A contract of Guarantee is governed mainly by the provisions of the Indian Contract Act, 1872 (“Contract Act”). Section 126 of the Contract Act defines a it as a contract to perform the promise or discharge the liability of a third person in case of his default. The person who gives the guarantee is called the “surety”, the person in respect of whose default the guarantee is given is called the “principal debtor” and the person to whom the guarantee is given is called the “creditor”. The Contract Act uses the word ‘surety’ which is same as a ‘guarantor’.
Essentials of a valid contract of guarantee
- Essentials of a valid contract: Since a contract of guarantee is a species of contracts, the general principles governing contracts are applicable here. Thus, all the essential requirements of a valid contract (such as free consent, valid consideration, etc.) are required to be fulfilled.
- A principal debt must pre-exist: A contact of guarantee seeks to secure payment of a principal debt. Thus, it is necessary that a recoverable principal debt must pre-exist. There cannot be a contract to guarantee a time barred debt. The House of Lords, as early as 1836, in the Scottish case of Swan vs. Bank of Scotland [(1836) 10 Bligh NS 627] held that if there is no principal debt, there can be no valid guarantee.
- Consideration: Consideration received by the principal debtor is sufficient for the surety.

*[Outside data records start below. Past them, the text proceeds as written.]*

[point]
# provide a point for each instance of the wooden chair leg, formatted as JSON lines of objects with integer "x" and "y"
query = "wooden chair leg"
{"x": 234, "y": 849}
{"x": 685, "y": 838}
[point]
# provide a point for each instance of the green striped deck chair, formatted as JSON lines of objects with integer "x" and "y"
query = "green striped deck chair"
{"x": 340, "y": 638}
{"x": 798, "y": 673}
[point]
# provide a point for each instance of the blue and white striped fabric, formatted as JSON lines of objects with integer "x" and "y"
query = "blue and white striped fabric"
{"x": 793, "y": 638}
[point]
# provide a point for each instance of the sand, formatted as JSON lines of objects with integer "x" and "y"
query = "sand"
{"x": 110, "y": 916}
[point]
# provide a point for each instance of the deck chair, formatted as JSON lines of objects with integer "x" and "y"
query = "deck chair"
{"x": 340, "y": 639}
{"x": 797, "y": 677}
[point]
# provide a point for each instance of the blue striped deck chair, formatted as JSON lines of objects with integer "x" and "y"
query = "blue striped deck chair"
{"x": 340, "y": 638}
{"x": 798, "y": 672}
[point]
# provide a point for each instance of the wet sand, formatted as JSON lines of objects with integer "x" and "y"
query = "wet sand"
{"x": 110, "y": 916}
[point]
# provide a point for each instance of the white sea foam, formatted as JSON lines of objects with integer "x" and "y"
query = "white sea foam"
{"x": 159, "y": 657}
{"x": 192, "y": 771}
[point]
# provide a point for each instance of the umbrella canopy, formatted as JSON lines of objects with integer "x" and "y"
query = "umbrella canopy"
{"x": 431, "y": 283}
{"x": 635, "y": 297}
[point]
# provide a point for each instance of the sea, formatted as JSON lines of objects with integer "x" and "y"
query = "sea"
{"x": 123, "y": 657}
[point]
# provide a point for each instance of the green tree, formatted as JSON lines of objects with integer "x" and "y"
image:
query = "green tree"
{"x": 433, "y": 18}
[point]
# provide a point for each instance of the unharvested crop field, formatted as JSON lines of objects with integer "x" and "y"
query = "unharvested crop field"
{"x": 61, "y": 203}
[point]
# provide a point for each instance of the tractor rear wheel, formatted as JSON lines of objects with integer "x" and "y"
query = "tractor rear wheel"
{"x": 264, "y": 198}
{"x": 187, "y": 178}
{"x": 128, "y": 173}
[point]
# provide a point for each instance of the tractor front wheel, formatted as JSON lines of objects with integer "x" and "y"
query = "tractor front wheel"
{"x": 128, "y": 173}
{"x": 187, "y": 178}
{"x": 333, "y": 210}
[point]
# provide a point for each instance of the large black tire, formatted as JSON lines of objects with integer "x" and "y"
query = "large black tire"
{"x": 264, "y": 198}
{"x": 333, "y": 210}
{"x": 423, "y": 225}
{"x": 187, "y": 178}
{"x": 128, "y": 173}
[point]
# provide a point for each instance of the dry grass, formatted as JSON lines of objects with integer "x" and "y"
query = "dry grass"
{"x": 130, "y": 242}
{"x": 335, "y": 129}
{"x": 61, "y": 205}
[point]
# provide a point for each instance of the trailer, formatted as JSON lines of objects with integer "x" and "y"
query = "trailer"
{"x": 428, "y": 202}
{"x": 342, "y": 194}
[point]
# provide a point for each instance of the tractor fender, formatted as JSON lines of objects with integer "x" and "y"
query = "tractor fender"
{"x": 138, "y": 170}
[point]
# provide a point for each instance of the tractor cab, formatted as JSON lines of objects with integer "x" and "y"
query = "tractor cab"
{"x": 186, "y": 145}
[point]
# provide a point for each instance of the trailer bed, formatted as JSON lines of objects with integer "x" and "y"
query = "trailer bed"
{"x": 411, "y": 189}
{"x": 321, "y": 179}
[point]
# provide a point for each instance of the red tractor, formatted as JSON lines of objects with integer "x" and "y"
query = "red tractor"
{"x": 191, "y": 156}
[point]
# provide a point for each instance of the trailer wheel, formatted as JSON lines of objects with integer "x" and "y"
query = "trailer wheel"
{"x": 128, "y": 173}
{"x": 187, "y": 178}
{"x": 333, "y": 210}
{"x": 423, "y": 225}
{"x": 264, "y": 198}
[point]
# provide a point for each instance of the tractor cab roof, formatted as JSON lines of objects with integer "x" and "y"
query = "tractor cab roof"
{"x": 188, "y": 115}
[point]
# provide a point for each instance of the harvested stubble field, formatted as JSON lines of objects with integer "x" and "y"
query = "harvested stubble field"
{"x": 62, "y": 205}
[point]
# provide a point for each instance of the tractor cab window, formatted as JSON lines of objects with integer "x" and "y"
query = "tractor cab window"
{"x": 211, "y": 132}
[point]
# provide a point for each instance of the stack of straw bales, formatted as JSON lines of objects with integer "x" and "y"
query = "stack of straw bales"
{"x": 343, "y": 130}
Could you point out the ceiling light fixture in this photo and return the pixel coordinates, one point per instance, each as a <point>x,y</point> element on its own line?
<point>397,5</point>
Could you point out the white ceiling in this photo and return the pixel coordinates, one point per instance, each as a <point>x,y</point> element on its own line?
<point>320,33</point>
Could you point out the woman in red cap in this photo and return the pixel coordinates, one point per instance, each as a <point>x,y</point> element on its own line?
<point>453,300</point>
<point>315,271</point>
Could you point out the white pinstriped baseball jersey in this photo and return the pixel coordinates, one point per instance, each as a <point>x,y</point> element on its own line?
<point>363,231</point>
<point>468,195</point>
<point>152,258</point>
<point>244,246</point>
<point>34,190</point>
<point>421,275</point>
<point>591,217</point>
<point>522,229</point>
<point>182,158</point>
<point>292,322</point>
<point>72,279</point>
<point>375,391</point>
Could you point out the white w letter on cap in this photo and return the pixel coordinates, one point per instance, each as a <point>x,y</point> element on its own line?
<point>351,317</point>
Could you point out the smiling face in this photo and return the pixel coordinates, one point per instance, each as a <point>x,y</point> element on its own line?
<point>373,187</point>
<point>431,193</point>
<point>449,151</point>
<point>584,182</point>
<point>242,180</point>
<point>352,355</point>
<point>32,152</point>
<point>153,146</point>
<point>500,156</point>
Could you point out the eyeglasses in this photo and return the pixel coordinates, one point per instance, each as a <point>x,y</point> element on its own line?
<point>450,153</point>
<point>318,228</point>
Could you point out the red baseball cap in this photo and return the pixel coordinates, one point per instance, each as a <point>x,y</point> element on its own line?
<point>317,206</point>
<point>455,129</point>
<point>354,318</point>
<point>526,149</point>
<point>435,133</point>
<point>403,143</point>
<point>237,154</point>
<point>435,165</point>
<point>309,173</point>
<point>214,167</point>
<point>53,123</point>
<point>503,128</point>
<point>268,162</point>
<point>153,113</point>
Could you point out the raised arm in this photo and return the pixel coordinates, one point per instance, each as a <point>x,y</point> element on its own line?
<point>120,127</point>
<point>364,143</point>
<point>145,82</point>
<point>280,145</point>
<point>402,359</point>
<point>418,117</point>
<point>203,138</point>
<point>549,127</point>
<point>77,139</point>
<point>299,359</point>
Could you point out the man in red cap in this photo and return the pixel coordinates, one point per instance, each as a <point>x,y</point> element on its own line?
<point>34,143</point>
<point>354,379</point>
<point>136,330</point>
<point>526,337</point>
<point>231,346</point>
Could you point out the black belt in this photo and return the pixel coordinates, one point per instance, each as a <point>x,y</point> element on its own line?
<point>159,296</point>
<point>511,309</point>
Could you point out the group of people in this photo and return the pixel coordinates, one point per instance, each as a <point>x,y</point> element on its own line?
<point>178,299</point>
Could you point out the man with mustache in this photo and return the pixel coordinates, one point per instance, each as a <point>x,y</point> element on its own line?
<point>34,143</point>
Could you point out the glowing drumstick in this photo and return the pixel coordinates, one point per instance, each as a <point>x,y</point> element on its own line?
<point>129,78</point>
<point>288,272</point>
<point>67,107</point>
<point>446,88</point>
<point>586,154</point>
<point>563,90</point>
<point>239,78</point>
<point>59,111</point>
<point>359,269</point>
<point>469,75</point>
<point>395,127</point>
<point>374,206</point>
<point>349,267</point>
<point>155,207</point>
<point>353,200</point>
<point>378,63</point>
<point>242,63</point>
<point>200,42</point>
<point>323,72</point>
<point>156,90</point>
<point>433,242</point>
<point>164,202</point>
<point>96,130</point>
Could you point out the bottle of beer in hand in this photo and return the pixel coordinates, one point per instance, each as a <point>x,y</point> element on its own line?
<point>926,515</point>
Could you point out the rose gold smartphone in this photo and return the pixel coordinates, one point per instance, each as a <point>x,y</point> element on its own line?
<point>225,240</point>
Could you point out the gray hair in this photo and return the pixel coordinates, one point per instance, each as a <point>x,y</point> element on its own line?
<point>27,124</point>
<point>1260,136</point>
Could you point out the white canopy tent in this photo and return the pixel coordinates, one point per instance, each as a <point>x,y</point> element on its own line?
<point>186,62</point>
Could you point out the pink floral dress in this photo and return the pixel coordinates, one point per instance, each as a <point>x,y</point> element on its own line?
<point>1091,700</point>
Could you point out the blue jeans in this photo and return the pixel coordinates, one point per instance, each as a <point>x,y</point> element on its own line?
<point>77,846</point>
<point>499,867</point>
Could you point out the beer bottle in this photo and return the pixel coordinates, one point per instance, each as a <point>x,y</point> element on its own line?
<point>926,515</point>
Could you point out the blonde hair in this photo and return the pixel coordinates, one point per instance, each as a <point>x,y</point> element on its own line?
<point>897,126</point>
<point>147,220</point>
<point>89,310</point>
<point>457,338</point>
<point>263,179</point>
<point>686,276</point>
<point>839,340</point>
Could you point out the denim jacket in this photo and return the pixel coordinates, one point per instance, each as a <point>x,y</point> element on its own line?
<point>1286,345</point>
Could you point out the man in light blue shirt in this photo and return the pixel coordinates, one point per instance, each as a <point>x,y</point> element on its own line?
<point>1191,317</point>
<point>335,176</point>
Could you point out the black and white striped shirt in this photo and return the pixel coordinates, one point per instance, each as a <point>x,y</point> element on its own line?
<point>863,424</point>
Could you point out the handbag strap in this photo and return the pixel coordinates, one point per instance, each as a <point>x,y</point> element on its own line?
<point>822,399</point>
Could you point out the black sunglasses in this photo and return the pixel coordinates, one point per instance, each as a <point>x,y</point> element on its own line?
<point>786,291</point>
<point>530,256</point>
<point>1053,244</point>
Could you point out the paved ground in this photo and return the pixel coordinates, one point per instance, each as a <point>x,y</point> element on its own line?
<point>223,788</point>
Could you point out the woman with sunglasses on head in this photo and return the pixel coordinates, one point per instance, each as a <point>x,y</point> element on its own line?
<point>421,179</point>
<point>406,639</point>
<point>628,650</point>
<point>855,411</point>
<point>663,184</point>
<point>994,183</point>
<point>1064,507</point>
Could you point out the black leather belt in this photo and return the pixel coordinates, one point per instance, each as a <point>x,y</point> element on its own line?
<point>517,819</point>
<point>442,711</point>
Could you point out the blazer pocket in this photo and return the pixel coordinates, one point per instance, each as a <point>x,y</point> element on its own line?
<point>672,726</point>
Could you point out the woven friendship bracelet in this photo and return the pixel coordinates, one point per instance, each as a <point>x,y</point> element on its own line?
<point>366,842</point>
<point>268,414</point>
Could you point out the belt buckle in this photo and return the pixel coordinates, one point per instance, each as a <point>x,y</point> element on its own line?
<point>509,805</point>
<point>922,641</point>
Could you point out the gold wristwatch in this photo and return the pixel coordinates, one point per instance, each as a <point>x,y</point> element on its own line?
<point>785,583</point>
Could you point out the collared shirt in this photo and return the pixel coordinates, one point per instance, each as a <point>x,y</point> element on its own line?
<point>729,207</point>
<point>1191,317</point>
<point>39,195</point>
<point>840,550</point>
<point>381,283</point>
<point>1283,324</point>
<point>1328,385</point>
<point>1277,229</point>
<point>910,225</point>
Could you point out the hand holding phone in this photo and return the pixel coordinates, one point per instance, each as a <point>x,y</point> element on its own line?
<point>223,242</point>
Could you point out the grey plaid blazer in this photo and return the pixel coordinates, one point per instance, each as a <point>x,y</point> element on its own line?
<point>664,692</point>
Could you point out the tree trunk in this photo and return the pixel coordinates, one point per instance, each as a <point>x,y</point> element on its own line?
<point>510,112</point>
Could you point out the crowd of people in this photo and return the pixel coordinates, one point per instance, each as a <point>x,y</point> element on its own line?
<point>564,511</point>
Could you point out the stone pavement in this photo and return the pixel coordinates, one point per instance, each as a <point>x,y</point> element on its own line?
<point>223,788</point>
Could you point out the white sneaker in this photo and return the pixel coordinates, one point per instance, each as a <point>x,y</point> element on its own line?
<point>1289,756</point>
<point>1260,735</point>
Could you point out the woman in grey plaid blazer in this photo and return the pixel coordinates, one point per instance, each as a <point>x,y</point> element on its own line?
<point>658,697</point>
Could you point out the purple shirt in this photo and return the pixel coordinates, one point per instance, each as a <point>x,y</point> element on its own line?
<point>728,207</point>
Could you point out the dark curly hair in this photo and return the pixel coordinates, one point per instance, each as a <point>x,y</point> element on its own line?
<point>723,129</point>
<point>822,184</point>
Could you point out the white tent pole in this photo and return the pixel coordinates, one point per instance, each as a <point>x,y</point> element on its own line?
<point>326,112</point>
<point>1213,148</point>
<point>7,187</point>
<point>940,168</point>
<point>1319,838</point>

Anything done, or any promise made for the benefit of the principal debtor can be taken as sufficient consideration to the surety for giving guarantee.
Generally, a guarantee accommodates an obligation far-reaching with that of the principal. At the end of the day, the guarantor can’t be at risk for much more than the client. The document will be understood as a guarantee if, on its actual development, the commitments of the surety are to “remained behind” the principal and just go to the fore once a commitment has been broken as between the principal and the lender. The commitment is an auxiliary one, reflexive in character.